Q: Tell me about your newest book, Maximilian & the Bingo Rematch: A Lucha Libre Sequel (Max’s Lucha Libre Adventures).
Maximilian & the Bingo Rematch is the sequel to my first book in the series — Maximilian & the Mystery of the Guardian Angel. The book revolves around Max who is starting middle school. From having multiple teachers, tons of homework, no recess and dealing with eighth graders, Max quickly learns that being a sixth grader isn’t easy. Plus he has his first date ever when he takes Cecilia to the Halloween dance. Plus he has a blast from the past when, much to his dismay, his past actions from the first book come back to haunt him. To top it off he gets caught in between his tías who argue and fight like luchadores, and are vying for the queen bingo trophy at their local church. His uncle, The Guardian Angel, returns too, and he and tio Lalo are wrestling for the world tag team titles.
Q: Your books make great use of Mexican folklore — Lucha Libre, La Llorona and Chupacabras. What inspired you to write these books?
I write for the most part about things I have experienced in my life. I grew up with cucuy stories as a kid, namely books like Stories that Must Not Die and such. I grew up with lucha libre too, El Santo and Mil Mascaras.
Q: What do you hope your young readers get out of your books?

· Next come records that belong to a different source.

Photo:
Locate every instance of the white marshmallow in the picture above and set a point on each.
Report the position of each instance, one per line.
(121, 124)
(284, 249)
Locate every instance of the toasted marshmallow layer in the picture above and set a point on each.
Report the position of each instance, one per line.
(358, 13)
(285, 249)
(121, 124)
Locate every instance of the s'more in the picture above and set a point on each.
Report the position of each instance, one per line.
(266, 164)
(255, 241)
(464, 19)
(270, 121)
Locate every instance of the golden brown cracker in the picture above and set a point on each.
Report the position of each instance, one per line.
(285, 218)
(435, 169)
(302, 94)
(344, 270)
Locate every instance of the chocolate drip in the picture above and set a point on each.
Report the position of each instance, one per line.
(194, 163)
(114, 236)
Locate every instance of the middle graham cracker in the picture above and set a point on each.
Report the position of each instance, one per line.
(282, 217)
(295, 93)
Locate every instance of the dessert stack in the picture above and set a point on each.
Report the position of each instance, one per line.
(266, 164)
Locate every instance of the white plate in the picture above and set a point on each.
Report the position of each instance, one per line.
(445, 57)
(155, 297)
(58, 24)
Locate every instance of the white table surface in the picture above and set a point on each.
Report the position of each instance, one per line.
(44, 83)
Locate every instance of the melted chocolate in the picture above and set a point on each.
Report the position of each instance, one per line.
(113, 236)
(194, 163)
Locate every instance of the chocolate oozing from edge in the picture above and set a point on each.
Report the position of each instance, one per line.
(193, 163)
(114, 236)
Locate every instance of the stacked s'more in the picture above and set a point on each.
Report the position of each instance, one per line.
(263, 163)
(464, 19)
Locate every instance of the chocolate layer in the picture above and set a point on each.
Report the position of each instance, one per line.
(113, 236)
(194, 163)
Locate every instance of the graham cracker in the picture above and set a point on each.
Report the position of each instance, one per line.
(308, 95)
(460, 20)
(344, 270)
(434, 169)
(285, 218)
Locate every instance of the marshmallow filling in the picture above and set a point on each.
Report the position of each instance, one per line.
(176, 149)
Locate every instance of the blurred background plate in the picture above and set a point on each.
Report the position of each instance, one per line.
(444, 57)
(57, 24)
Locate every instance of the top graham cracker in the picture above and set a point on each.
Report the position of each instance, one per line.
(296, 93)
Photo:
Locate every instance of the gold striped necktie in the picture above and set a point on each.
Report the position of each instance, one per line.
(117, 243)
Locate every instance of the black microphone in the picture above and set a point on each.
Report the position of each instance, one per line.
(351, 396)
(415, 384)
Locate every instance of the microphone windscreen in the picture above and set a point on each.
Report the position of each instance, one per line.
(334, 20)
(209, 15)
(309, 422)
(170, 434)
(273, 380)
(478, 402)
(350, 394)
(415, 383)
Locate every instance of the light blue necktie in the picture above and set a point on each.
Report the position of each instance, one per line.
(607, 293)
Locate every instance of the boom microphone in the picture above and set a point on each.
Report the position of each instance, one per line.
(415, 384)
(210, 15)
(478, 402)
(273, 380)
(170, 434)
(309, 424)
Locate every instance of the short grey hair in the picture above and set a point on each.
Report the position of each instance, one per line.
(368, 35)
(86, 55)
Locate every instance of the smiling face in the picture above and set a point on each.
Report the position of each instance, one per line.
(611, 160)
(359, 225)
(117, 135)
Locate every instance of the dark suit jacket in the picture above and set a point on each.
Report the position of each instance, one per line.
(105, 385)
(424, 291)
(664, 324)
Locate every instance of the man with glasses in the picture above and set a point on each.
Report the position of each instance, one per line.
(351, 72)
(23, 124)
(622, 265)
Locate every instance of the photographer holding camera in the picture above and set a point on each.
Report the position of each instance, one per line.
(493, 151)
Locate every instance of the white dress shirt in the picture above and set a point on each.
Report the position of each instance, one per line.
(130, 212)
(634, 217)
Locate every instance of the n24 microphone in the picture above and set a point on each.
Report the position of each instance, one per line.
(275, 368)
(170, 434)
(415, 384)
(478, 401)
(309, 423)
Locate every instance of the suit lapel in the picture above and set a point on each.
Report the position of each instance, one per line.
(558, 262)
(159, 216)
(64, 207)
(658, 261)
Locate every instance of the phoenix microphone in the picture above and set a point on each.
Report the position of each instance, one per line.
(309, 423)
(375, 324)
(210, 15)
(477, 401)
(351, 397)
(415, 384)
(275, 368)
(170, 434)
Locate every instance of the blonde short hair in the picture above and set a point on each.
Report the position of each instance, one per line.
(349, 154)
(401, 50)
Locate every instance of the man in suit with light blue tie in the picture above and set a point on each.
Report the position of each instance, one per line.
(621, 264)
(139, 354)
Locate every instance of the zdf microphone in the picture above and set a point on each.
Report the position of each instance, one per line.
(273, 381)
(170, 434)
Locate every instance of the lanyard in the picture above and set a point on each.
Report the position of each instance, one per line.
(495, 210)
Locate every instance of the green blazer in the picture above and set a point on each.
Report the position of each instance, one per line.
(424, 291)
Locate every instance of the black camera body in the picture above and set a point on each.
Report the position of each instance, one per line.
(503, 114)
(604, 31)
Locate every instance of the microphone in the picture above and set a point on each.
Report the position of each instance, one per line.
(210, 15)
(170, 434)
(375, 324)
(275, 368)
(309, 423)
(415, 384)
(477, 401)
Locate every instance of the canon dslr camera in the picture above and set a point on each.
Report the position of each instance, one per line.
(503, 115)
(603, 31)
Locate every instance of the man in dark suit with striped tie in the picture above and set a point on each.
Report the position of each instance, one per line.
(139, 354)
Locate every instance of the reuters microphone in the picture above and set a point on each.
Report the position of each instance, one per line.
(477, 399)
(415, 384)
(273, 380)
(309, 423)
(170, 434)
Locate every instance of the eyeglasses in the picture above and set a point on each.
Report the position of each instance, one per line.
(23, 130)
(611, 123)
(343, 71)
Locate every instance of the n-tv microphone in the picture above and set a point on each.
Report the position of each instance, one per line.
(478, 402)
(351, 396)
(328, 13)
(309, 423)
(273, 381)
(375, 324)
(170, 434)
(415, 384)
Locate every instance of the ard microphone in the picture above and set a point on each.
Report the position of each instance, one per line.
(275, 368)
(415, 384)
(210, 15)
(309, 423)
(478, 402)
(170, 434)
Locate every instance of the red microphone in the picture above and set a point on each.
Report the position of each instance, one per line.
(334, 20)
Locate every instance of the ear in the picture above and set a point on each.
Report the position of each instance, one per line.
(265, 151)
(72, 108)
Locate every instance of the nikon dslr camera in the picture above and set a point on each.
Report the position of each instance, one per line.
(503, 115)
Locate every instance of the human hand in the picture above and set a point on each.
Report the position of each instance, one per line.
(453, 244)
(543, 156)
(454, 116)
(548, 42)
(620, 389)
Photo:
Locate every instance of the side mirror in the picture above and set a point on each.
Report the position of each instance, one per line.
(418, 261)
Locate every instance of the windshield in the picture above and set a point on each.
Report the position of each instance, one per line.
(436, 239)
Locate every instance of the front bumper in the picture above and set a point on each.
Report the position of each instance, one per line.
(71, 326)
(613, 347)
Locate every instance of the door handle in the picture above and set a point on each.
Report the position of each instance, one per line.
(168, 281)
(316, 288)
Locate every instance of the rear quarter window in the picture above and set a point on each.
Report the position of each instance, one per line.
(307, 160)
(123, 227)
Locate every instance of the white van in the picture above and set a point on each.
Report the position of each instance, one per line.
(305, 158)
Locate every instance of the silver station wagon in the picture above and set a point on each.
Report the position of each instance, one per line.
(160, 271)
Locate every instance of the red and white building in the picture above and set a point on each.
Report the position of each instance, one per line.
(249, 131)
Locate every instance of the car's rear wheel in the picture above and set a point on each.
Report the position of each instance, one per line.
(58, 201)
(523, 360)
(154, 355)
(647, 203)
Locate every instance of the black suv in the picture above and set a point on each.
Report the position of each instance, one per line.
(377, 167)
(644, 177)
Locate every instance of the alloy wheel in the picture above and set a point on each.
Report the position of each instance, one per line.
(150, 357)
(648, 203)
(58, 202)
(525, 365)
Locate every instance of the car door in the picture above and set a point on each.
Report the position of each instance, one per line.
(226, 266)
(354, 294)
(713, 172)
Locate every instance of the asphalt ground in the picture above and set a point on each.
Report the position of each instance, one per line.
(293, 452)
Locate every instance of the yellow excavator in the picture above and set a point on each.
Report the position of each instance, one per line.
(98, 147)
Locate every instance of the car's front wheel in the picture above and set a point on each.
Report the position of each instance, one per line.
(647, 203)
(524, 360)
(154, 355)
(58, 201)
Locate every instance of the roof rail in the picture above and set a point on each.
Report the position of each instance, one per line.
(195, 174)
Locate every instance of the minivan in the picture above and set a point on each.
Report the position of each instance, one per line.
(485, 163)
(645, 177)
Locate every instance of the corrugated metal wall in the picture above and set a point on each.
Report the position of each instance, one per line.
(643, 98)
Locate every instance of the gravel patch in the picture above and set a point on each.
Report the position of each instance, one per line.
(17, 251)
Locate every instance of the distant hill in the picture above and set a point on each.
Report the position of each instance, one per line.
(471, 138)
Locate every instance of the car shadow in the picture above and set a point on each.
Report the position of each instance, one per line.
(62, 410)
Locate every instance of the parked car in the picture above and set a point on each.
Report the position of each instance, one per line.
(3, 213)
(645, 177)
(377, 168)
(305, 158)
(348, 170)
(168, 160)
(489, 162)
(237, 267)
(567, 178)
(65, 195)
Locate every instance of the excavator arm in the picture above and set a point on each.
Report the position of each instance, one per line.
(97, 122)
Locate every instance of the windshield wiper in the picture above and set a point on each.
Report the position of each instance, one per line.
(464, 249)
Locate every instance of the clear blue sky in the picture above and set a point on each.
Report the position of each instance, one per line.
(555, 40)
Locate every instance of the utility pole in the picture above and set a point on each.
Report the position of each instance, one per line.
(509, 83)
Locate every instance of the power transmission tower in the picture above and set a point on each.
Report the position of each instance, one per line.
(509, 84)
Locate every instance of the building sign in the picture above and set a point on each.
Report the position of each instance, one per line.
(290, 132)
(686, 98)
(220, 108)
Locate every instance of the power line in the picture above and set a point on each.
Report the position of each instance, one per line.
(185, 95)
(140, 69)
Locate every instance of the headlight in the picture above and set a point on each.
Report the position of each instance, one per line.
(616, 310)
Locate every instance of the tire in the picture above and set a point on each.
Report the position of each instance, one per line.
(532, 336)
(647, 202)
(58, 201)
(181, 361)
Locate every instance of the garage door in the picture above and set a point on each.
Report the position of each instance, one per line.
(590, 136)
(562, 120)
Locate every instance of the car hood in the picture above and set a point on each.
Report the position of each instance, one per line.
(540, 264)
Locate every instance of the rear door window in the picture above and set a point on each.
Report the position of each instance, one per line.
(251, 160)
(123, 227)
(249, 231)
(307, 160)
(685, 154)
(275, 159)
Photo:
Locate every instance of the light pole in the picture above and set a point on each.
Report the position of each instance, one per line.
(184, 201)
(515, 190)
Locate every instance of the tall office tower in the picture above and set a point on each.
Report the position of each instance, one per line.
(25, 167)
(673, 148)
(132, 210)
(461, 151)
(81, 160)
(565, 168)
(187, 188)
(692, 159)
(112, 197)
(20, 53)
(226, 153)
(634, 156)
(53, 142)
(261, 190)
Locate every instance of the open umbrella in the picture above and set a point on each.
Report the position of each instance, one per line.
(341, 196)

More than anything else, I hope readers see themselves in the characters in my books. I grew up in the Valley, and such the vast majority of my stories take place in places like McAllen, Edinburg and Rio Grande City. I do this because I want kids to have a sense of familiarity in the stories that they read. Whenever I visit schools I always tell kids that each and every single one of them can write a book — that we all have cuentos, that we need to write these stories down. When they ask me what I think they should write about I tell them write about what you know. Write about what its like to be you. Write about what its like growing up in places like Donna, Mercedes and La Joya.